Поглаживая длинную цветную бахрому, красочно сверкавшую на белом верхе кожуха, Наталя насмешливо спросила:

— Что ж ты, режиссер, больше не уговариваешь меня остаться в театре? Может, мне хочется, чтоб ты уговаривал? Может, мне это как воздух нужно?

«Убеди меня, Иванко, что я самая лучшая, самая талантливая, самая умная, что без меня не обойтись ни сегодня, ни завтра, ни потом. Говорить правду не обязательно. Это болезнь — говорить правду, только правду всем и всегда. Есть люди, страдающие беззаветной смелостью, они ничего не боятся, лезут в самое пекло, и другие, нормальные, те, что ведают страх, с ними просто невозможно сосуществовать, жить рядом, потому что те, смельчаки, заставляют всех лезть в пекло, тащат на край пропасти. А я болею правдивостью, слышишь? И как это, по-твоему, — хорошо или дурно?»
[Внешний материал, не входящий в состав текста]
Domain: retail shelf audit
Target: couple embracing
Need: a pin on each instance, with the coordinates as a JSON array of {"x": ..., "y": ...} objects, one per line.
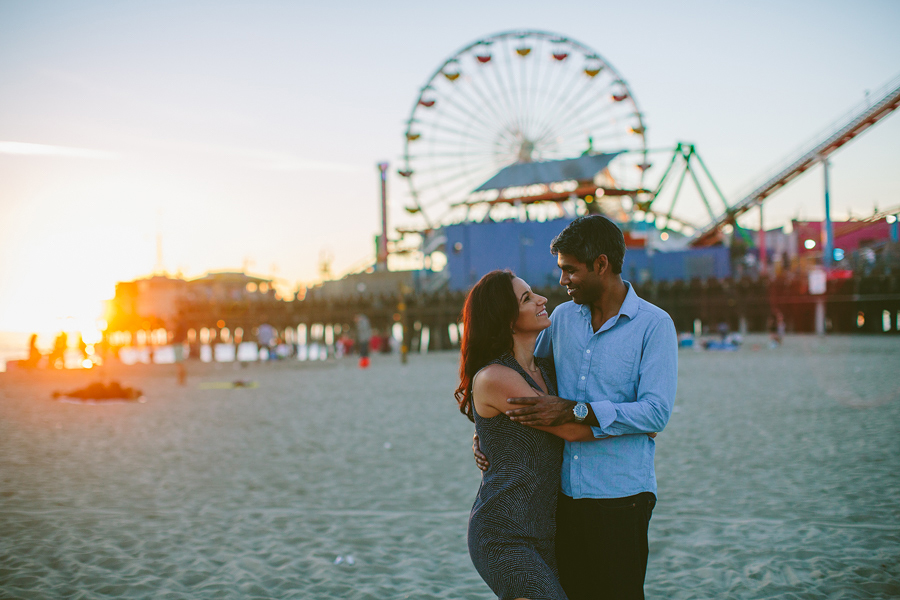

В изголовье топчана лежали книги, которые Иван еще в самом начале чуть сдвинул с места. Теперь они медленно ссовывались на пол, по одной и бесшумно, — весь мир тонул в непрерывном перезвоне. Иван подложил Натале под голову свою ладонь, в его потемневших глазах отражались расширенные Наталины зрачки, слившиеся затем в один огромный и непостижимо черный, ее руки, грудь и колени были озябшие, холодные, и ей казалось, что тепло Ивана заливает ее щедрой волной, переходит к ней, спасает ее, передается ей навсегда, насовсем.